Multiple Aggregation Projections in fluxql

Hi,

Trying to recreate some of the basics in Flux compared to InfluxQL is quite a stretch at present.

I can’t work out how to ask for multiple projections.

select mean(temp) as temp_mean, count(temp) as num_points from my_measurement

I’m not sure how to go about this in Flux.

Pointers appreciated.

Thanks

Rob

Hello @robshep952,
Welcome!
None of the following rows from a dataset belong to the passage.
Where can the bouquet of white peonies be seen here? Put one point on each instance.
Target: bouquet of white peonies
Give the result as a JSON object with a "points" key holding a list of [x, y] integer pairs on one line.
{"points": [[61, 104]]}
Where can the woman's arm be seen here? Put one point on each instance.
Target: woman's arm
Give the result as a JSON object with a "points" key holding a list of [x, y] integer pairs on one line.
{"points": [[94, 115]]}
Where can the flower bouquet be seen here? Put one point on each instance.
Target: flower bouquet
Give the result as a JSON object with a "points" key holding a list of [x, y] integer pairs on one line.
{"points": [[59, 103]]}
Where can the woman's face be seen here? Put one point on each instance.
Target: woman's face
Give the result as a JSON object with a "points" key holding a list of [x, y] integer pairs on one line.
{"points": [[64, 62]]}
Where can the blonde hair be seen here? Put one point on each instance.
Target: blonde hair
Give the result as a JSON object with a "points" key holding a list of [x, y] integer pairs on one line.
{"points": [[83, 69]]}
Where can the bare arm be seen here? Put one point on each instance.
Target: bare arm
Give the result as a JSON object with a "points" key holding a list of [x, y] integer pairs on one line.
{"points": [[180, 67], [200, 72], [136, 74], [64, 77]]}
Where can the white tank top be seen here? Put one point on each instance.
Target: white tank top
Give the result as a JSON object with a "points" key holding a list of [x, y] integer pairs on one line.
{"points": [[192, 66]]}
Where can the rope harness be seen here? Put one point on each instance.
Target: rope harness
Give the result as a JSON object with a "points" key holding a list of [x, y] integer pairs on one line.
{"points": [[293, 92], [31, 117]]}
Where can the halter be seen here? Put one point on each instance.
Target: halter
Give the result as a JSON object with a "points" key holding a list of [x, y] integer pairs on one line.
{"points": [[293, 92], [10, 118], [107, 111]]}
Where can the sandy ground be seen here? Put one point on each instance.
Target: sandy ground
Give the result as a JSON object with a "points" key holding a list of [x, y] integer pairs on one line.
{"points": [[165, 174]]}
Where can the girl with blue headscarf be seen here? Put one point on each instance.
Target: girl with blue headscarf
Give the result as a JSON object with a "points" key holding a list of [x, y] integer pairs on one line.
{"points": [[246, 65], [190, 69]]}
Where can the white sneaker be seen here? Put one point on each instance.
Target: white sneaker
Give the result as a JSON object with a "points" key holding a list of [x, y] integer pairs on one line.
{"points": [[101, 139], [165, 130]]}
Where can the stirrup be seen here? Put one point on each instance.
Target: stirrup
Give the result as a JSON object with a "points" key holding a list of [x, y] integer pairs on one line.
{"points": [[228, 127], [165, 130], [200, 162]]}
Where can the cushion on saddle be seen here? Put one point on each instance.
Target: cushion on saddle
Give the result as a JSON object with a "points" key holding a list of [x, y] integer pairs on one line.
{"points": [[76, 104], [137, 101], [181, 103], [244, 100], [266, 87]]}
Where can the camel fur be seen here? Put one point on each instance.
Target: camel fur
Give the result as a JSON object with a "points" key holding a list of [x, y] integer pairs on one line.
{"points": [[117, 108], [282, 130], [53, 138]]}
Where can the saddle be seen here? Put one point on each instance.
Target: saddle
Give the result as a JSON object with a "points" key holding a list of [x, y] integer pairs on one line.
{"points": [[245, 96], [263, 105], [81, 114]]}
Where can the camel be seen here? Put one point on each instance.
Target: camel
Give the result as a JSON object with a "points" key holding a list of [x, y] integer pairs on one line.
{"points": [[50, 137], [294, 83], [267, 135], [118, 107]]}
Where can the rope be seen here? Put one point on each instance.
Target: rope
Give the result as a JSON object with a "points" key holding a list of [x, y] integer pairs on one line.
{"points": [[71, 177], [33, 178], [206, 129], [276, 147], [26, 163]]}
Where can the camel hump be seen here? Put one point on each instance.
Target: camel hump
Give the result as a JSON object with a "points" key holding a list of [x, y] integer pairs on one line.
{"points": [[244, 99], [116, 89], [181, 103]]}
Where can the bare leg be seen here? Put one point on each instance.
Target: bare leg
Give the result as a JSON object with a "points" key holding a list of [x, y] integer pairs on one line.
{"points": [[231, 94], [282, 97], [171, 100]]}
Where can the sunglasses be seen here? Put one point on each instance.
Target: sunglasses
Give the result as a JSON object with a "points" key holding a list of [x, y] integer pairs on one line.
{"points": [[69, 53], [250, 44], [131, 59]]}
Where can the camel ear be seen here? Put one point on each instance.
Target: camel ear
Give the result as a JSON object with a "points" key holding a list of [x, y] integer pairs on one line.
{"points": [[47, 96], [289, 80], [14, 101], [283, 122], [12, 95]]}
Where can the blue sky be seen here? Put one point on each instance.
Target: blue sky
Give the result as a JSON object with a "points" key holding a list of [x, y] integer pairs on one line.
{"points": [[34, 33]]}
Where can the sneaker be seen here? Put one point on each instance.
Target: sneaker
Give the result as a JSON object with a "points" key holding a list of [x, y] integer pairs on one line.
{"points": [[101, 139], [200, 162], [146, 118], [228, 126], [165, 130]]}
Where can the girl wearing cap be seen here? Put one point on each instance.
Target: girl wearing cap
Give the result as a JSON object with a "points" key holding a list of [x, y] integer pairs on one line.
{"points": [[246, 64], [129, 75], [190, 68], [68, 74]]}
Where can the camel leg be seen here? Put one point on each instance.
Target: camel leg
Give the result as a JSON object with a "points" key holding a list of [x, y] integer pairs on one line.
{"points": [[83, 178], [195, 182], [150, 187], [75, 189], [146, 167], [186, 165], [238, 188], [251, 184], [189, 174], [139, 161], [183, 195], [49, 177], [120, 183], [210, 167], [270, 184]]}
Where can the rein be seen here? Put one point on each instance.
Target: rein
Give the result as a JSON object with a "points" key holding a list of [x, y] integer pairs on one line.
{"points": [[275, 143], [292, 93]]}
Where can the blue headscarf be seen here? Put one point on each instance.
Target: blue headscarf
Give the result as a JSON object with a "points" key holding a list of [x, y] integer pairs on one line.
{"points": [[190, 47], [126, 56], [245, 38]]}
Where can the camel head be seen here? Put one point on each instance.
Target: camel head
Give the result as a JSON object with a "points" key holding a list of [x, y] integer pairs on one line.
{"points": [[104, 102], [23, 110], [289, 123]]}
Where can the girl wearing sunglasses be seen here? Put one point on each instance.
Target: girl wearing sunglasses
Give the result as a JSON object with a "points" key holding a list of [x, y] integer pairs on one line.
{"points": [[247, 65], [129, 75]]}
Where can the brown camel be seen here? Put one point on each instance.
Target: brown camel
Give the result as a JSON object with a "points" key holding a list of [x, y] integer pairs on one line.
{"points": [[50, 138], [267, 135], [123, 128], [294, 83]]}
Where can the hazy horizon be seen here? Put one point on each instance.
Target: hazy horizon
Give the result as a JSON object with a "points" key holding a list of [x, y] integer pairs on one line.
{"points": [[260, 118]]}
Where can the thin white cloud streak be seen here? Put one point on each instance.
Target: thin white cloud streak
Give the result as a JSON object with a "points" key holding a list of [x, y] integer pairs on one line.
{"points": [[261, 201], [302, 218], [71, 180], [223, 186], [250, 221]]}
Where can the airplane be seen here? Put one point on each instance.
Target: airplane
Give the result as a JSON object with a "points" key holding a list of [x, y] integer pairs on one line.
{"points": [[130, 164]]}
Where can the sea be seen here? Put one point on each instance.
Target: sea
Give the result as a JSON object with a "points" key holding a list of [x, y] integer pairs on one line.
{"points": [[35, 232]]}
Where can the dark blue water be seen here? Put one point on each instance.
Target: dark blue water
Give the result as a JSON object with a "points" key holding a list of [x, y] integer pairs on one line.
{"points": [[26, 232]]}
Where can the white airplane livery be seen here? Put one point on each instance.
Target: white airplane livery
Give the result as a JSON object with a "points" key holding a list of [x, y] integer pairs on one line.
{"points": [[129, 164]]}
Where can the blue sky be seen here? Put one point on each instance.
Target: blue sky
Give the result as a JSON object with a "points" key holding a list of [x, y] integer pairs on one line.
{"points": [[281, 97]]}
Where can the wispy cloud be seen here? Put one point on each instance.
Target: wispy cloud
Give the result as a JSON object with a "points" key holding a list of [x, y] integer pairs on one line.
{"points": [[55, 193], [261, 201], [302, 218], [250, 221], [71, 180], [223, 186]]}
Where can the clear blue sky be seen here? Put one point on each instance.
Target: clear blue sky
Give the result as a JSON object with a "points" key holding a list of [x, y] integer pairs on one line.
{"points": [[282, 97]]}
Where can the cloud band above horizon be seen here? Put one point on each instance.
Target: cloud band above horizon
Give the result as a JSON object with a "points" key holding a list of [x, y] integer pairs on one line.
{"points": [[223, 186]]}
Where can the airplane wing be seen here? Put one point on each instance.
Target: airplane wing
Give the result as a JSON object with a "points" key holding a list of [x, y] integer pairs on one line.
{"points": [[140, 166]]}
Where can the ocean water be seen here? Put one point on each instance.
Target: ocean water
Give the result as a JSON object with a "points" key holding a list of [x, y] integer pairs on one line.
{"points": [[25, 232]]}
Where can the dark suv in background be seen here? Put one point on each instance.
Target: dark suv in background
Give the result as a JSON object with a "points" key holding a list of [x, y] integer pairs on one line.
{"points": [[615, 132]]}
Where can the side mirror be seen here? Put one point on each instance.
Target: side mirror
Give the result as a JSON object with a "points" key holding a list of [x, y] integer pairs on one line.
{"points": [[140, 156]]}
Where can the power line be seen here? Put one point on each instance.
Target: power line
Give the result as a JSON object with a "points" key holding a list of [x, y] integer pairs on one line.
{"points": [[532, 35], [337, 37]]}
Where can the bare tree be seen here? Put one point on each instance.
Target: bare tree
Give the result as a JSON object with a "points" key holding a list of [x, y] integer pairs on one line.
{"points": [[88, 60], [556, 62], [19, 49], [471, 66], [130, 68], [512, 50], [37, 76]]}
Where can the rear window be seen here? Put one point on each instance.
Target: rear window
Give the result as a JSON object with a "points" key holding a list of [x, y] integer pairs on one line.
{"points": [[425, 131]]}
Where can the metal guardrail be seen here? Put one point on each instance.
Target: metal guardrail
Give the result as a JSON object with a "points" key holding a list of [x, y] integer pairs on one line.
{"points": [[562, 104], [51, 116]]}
Great question.
One way is to:

count = from(bucket: "cats-and-dogs")
  |> range(start: v.timeRangeStart, stop: v.timeRangeStop)
  |> filter(fn: (r) => r["_measurement"] == "bunny" or r["_measurement"] == "cats")
  |> filter(fn: (r) => r["_field"] == "young")
  |> count(column: "_value")

mean = from(bucket: "cats-and-dogs")
  |> range(start: v.timeRangeStart, stop: v.timeRangeStop)
  |> filter(fn: (r) => r["_measurement"] == "bunny" or r["_measurement"] == "cats")
  |> filter(fn: (r) => r["_field"] == "young")
  |> mean(column: "_value")

join(tables: {mean: mean, count: count}, on: ["_time", "_field"], method: "inner")

However, I feel like there should be a way to do this without joins. I’m looking into it and I’ll get back to you if learn anything. Thank you!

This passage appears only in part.